The failure of successive governments to invest in the future of UK steel and other manufacturing industries, and the way the steel industry in particular has been kicked around like a political football, was a common theme running through presentations and comments from attendees, including several who had worked in its middle management. Councillor Warman made it clear he will be voting #Remain on 23 June, as Wales has received far greater subsidy from the EU than it has from central government. Other key issues were raised: that steel is also a strategic issue in relation to defence; the way that the current UK government is blocking an EU ruling on tariffs that should be applied to Chinese steel imports, meaning that British steel can’t compete on price; and the quality issues that Chinese imports present – both the construction and automobile industries depend on the highest quality product being available.

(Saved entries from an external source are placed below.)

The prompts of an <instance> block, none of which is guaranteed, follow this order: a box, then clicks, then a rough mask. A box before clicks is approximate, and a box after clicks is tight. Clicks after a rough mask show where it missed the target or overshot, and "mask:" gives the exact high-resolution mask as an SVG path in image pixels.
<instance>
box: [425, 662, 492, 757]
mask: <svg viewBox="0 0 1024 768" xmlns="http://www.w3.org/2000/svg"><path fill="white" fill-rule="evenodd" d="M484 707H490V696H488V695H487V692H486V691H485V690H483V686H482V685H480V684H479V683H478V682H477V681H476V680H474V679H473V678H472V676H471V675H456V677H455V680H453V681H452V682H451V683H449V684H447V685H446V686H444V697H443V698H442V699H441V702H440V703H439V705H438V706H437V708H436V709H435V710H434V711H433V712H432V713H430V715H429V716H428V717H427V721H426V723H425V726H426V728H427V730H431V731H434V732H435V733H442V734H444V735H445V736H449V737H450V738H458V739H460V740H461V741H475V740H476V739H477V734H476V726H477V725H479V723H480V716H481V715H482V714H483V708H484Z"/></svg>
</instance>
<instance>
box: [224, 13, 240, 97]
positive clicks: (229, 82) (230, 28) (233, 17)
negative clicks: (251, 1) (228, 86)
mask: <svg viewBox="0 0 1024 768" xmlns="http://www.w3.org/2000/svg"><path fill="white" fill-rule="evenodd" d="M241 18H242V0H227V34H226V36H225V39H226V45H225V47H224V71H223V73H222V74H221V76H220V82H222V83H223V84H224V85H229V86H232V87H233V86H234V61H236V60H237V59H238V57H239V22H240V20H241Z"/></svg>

All in all, Play / Pause was a fascinating event, bringing together a slightly unusual gathering of interested, and passionate, individuals, and intertwining contemporary art and industry in a way that demonstrated there is in fact much synergy between participants in both sectors. Perhaps this came into focus most clearly when Councillor Warman read out, despite telling the gathering ‘I’m not an artist, and I’m not a poet,’ a poem he had felt compelled to write in protest at what is being done to the industry which he said is in his lifeblood. It was rather a good poem too, and was published by the local Port Talbot paper. In a moment of great cultural crisis such as this, the ex-steelworker reaches for his pen, the artist picks up her welding gun.
Nicola Ellis’ research project Play/Pause is funded by Arts Council England.